Dancing around the topic of killing enemies has just reached an all-time high (low).
Even twenty years ago the Army used phrases such as "neutralizing the enemy" and catchwords like "interdiction". Obviously, you "neutralize" smeone by causing their heart to cease functioning. And "interdiction" actually refers to forbidding something. You "interdict" a convoy by blowing it off the road. The sniper course was (is?) called the Special Operations Target Interdiction Course. You "interdict" your target by blowing his brains out.
Word games have been around for a very long time. They make it easier for soldiers to do what they must, and easier for generals to explain to reporters what their troops have done or are about to do.
But word games have just now passed ridiculous. Here is the description from Army.mil of the "mission" of the M-240B. I placed mission in quotes because I'm still not convinced that an inanimate piece of equipment has a mission to call its own. Anyway, here it is:
Deter, and if necessary, compel adversaries by enabling individuals and small units to engage targets with accurate, lethal, direct automatic fire.
Any guesses as to what an M-240 is? Sounds pretty high speed.
It's a machine gun.

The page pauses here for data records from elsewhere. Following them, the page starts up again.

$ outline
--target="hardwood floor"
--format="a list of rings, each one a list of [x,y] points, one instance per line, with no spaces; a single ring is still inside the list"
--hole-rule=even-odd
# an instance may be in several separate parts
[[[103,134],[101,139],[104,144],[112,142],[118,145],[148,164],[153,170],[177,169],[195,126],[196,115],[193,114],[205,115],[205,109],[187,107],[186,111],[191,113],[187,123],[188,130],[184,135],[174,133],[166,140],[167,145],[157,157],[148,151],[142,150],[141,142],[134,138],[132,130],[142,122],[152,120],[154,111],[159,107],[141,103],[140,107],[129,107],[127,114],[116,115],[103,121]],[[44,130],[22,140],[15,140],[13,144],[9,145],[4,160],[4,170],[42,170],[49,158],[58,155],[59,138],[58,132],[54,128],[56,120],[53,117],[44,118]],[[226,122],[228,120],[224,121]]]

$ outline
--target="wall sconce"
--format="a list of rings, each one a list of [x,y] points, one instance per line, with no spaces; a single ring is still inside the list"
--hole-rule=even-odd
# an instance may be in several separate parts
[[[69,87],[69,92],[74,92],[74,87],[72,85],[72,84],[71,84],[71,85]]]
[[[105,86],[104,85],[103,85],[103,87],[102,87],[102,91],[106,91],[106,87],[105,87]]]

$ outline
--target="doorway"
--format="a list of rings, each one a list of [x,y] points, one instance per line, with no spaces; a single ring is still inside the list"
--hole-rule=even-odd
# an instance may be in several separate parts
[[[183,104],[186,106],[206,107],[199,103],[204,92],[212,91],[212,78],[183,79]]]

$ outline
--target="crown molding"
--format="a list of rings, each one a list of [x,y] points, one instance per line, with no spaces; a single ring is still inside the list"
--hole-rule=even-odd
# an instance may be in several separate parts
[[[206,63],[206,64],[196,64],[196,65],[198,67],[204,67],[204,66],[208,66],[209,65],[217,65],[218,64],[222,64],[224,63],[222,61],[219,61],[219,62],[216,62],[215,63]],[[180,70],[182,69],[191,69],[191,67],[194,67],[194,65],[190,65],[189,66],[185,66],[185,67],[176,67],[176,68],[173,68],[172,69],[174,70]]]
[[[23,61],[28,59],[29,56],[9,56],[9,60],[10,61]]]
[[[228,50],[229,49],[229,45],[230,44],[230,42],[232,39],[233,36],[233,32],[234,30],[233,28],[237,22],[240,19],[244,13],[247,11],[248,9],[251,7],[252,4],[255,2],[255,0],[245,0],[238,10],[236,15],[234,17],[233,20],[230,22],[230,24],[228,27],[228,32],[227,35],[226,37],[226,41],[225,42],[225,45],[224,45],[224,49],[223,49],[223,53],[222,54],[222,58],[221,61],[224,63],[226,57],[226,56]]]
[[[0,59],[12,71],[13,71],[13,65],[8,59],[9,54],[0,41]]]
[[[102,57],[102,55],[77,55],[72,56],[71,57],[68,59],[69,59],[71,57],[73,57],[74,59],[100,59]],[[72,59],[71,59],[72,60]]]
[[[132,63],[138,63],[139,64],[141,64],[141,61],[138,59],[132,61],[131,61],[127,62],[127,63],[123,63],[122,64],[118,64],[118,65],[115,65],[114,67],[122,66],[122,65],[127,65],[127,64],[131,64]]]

As such, it's "mission" is to perforate enemies and ensure that they give their lives for their cause. "Deter, and if necessary, compel"?? Screw that. The purpose of a machine gun is to kill as many enemy as possible and "compel" the remainder to keep their heads down until US troops can figure out another way to kill them.
The article goes on to say that the M-240 "delivers more energy to the target than the smaller caliber M-249 SAW". That's the Army's way of admitting that the 40-year love affair with the 5.56mm round might be nearing an end. The M-240 fires a .30 caliber round while the M-249 fires the same .22 caliber round as the M-16. Troops have been complaining about the M-16s lack of knockdown power since Day One.
Anyway, not to lapse into the whole debate over calibers, etc. I just found the "mission" statement something I couldn't let go without comment.